La récente visite du président Hu Jintao au Japon (6 au 10 mai) mérite attention. Les deux géants de l’Asie de l’est, (2e et 3e économies mondiales), dont la mémoire collective est hantée par une longue cohorte de fantômes, de méfiances et de rancoeurs viennent de se livrer à un exercice de tolérance diplomatique assez rare pour être souligné. Contrairement à ce que disent certains médias, le changement de posture des deux voisins n’a que peu de rapport avec une manœuvre tactique de Pékin pour redorer son image dégradée par les récentes effervescences autour de la question tibétaine.

La nécessité de mettre fin aux graves tensions bilatérales qui avaient marqué les années 2004 et 2005 est en effet apparue très tôt aux responsables à Pékin. Dès septembre 2006 le départ du premier Ministre Koizumi, dont les visites répétées au temple Yasukuni avaient déclenché de violentes réactions anti-japonaises, avait permis une première détente, marquée par la visite en Chine de son successeur Shinzo Abe (octobre 2006) et les voyages au Japon du premier Ministre Wen Jiabao et du ministre de la Défense Cao Gangchuan (avril et août 2007).

Mais avec Shinzo Abe aux commandes, la Chine n’était qu’à demi rassurée. Le remplaçant de Koizumi était en effet lui aussi membre de la droite conservatrice (son grand-père maternel, Nobosuke Kishi, était ministre de l’industrie et du commerce du général Tojo), et s’il est vrai qu’il semblait avoir renoncé aux provocantes visites du sanctuaire, il n’en avait pas moins poursuivi une politique visant à rehausser le profil stratégique du Japon qui inquiétait Pékin (projet de révision de l’article 9 de la Constitution et remplacement de l’Agence de Défense par un véritable ministère de la Défense en janvier 2007).

La détente ne s’installa vraiment qu’avec le départ précipité de Shinzo Abe et son remplacement par Yasuo Fukuda, venu en Chine en décembre 2007. Définitivement rassurée par l’abandon du projet de révision de la Constitution, la Chine pouvait lancer sa politique de réconciliation, à laquelle le président HU vient de donner un sérieux coup d’accélérateur. Le changement de ton par rapport à la visite au Japon de son prédécesseur en 1998 est en effet remarquable.

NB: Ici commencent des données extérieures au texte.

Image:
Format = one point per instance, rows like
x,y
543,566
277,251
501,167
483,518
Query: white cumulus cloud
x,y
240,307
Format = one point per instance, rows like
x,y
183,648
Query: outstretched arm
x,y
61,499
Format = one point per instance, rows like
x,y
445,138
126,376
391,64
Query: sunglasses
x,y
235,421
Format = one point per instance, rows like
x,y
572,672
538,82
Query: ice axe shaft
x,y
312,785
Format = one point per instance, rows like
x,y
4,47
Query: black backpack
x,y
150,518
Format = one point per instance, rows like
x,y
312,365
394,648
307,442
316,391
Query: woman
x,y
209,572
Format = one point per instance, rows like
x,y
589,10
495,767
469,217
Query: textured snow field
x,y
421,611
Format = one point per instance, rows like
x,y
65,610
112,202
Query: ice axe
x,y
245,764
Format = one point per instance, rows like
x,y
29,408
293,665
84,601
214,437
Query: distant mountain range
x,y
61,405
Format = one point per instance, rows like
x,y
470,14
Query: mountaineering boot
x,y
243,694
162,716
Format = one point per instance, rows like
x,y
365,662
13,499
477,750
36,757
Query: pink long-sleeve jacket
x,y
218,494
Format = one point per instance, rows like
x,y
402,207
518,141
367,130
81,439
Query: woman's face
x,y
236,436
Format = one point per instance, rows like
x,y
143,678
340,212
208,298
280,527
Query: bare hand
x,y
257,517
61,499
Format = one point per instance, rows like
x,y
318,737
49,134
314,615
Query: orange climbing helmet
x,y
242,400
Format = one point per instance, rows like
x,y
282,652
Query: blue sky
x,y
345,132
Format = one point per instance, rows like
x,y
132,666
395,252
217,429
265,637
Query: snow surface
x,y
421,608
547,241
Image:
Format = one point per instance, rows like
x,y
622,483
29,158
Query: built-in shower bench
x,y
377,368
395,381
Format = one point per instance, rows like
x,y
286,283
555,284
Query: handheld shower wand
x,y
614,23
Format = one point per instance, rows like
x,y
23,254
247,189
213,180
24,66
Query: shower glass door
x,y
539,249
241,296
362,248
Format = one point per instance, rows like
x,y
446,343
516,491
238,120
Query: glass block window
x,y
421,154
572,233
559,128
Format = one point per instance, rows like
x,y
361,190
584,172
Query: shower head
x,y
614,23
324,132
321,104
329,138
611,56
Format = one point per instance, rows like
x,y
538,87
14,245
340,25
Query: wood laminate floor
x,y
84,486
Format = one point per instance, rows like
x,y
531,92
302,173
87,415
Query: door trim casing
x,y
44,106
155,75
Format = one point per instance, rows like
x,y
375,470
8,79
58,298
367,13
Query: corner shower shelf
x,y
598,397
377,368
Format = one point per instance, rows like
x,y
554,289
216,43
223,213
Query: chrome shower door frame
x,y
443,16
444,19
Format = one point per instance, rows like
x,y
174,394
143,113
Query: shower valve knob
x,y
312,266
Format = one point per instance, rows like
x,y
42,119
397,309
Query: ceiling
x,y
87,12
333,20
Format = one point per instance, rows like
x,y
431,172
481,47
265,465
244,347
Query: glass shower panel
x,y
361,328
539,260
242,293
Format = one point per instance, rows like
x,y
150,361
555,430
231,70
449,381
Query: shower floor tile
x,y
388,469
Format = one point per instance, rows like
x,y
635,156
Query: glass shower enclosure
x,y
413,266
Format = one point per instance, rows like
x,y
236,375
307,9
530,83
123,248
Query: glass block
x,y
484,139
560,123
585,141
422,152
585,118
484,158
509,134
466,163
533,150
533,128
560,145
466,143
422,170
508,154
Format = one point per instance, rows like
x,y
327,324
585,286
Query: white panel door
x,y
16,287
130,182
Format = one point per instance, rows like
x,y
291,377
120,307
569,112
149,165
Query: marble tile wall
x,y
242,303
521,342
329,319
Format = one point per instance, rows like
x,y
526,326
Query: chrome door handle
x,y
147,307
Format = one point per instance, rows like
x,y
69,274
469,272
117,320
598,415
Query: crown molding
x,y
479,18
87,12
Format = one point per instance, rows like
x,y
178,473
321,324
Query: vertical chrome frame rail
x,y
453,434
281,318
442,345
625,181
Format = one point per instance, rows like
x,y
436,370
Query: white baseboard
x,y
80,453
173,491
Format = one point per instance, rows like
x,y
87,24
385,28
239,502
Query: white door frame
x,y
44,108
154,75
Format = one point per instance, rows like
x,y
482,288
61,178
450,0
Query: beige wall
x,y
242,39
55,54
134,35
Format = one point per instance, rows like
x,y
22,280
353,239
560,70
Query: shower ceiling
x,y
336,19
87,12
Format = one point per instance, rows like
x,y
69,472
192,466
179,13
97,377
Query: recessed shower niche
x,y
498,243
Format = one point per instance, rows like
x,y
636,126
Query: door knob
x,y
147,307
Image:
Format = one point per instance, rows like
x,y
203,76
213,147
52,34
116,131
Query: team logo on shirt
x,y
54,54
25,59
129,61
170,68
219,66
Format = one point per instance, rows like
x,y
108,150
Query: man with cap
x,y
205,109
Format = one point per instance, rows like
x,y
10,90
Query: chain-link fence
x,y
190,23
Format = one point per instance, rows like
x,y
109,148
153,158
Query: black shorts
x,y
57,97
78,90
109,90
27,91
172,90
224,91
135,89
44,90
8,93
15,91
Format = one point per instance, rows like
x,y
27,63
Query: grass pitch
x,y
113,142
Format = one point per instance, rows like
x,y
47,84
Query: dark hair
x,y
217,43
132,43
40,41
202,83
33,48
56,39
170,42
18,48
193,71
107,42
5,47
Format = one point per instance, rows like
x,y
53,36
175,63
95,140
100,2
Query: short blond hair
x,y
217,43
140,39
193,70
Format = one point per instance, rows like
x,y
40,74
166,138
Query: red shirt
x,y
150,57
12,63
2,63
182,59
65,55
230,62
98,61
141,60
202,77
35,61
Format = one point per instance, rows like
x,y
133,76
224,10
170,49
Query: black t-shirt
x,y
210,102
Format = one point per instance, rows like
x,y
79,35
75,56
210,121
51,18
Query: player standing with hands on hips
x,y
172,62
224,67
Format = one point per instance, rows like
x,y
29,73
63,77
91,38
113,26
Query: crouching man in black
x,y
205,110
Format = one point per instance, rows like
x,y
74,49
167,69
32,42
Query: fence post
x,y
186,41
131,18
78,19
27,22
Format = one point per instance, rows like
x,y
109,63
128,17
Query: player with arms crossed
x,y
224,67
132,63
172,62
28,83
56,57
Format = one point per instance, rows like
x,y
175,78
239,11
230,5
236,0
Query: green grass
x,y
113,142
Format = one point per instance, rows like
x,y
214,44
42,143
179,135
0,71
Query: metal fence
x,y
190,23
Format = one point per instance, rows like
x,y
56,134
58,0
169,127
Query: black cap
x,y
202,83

Alors que Jiang Zemin avait jeté un froid en reprochant aux Japonais de ne pas avoir suffisamment fait amende honorable pour leurs crimes de guerre, Hu a, dans un discours remarqué, réuni les souffrances des deux peuples, placés pour la première fois dans l’histoire sur un même plan par un dirigeant chinois : « Cette histoire malheureuse n’a pas seulement causé des souffrances extraordinaires au peuple chinois, elle a aussi gravement blessé le peuple japonais »... « S’il est vrai qu’il est important de commémorer l’histoire, nous ne devons pas en nourrir des rancoeurs ».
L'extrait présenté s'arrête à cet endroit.